隔着层层衣料都能感受到少年臀部圆润丰满弹性十足,阳具一插进去就仿佛进入天堂,迫不及待遵循本能抽插起来。
一开始只是试探性进攻,可少年的身体简直就是天生为男人而生,隔着衣料摩挲的感觉犹如隔靴搔痒,反倒让人火气越加旺盛,越欲罢不能,男人征伐的欲望复苏,森林太郎挺动腰身,如肏穴那般大力肏起少年肉臀。
偌笙被情人的弟子抱住就预感到不好,他拼命挣扎,却无法撼动对方一分一毫,森林太郎揽住他的腰,手垫在身体和流理台之间,后腰不再受坚硬的大理石折磨,偌笙倒情愿承受那丝疼痛,好歹能为逐渐迷糊的大脑保留一丝清明。
男人以不容拒绝的姿态将他笼罩在身下,偌笙又气又急,同时有生出“果然如此”的宿命感。
森林太郎看起来冷血理智,这样的人充满掌控欲,总是不愿任何人和事超脱控制,他自身也一样。
抱着也许可以唤醒对方的想法,偌笙做最后努力,想提醒森林太郎自己的身份,可嘴一张,对方就吻了下来。

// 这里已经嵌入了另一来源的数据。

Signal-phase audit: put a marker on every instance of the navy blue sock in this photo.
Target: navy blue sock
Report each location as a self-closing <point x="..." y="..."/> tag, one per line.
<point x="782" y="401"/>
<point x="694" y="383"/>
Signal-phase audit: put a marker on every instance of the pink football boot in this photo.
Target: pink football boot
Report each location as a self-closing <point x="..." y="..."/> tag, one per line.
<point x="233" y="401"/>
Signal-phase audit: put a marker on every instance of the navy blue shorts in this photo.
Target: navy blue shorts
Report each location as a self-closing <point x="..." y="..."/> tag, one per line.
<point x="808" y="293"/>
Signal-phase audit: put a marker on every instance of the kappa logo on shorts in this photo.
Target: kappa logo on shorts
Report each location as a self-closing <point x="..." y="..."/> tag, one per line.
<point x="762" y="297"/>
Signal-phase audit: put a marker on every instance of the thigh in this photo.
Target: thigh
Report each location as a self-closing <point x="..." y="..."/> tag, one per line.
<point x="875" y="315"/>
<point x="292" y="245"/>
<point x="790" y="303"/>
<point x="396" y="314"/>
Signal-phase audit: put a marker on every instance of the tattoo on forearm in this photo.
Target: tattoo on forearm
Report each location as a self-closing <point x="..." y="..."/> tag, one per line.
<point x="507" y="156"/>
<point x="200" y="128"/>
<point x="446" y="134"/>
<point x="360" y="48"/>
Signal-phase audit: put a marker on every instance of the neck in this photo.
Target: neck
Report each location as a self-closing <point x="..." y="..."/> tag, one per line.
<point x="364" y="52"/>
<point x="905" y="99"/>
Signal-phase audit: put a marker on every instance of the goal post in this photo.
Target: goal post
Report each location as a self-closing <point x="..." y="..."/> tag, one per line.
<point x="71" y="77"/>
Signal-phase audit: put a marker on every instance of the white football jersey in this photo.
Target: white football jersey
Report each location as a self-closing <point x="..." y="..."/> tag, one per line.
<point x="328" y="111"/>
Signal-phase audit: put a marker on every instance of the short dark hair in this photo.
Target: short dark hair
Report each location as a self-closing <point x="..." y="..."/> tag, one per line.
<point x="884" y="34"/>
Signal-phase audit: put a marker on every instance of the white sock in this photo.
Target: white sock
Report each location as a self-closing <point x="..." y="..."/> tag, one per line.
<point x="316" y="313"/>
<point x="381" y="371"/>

淫荡的身体旱了好久,男人的欲望就如燎原之火瞬间点燃偌笙苦苦压抑的欲火,他挣扎的力度越来越小,逐渐软倒在男人臂弯间,消毒水的气味成为别样的催情迷剂,在男人高潮吻技加持下偌笙大脑昏沉起来,很快沦陷。
徒留最后一点羞耻心在心底最深处无声呐喊。
哪怕偌笙拥有过很多情人,哪怕有时候同时拥有父子和兄弟,哪怕他在床上和他们尽情做爱,享受他们浓烈爱意的同时尽全力回报他们的爱,可偌笙还是渴望一生一世一双人。
不是生生世世,只要和唯一的爱人携手走过一世就好。